The K-pod people had their customers by the short and curlies. Then, they went too far. The company had provided reusable cups that the customer could refill from any coffee bag, thus meeting the needs of both the over-paid stupid coffee drinkers and the under-paid sensible ones.
But then, they got greedy and decided to force the under-paid sensible coffee drinkers to line up behind the rich dopes.
They brought out a new machine that was not compatible with the self-filling pods. It was also incompatible with earlier pods, and this seriously annoyed loyal customers. Their annoyance was nothing compared to the fury of the lads who had been filling their own pod with their own coffee.
Representatives of this outraged cohort took to social media — which should be called ‘anti-social media’ — and ate the face off Keurig. Keurig then took action which will put them, as a case study, into every PR course for the next 10 years, under the heading ‘How Not To Relate To Cross Customers’. They made a classic communications error. A chronic communications error. A communications error that happens so frequently that it keeps communications consultants in business mopping up the resultant corporate debris.
Keurig didn’t start with the people to whom they were talking. They started with themselves.
Instead of coming out with their hands up, they came out with their hands stuffed in their mouths right down to the elbow.
Their explanation related only to their own manufacturing and measurement problems. Customers had to be scraped off the ceiling and ended up yelling at the company that they, the customers, didn’t give a damn about manufacturing problems, they only gave a damn about their choices being constrained by the company’s desire to make more money than was fair and proper.
In tandem with the customers’ rage came competitor opportunism.
Fair dues to them, a family company named Rogers came up with a clip that could be affixed to any pod — including the infinitely reusable pod — and that would fool the new Keurig machine into thinking it was dealing with the new Keurig pod.

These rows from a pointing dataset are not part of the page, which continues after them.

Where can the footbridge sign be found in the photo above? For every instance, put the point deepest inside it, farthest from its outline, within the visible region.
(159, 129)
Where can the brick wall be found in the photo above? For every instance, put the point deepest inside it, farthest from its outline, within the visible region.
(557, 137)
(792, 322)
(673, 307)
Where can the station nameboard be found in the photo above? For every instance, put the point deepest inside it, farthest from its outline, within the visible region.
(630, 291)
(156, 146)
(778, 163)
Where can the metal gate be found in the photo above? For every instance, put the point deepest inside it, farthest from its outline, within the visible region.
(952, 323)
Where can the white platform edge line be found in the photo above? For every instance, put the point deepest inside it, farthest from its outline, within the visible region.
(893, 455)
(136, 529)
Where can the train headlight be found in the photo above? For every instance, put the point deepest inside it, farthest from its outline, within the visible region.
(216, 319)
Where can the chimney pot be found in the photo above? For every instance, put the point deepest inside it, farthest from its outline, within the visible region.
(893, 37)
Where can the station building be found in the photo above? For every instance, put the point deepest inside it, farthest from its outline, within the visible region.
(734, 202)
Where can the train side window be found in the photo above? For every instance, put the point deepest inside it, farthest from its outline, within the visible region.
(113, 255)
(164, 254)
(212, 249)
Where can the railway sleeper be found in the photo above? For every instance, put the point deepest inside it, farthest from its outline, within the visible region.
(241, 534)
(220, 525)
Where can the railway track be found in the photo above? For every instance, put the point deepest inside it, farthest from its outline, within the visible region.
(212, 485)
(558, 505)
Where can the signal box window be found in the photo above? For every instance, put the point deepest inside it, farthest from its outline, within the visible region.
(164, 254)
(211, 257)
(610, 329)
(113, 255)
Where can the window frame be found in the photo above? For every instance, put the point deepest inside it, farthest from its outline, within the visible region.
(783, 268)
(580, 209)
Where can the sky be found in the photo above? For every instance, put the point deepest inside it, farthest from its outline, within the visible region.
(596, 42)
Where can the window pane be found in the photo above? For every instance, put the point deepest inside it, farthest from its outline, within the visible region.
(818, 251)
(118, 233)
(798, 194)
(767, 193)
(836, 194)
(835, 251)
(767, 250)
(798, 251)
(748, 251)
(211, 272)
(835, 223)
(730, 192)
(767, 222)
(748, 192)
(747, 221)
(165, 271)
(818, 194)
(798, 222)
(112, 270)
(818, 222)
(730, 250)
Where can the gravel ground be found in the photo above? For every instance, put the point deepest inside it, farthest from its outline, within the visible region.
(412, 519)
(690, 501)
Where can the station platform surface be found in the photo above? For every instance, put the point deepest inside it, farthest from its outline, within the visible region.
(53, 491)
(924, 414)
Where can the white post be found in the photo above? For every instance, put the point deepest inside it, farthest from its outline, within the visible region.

The Rogers people sold this with the slogan ‘go forth and brew in freedom’.
This perfect consumer storm caused sales of Keurig machines to tank. They dropped by nearly a quarter. Now, I believe they were on the point of market saturation anyway, but the coincidence of the failure to force-sell the new machine and the hostile coverage generated by customers who were mad as hell resulted in a 10% drop in the share value of the company.
This was when the penny dropped, and, as the Washington Post put it, the company K-pitulated.
It apologised to everybody and promised a firm purpose of amendment. Specifically, they will teach their new machines to appreciate diversity and to embrace refillable pods without prejudice.
Anyone for a cup of corporate contrition?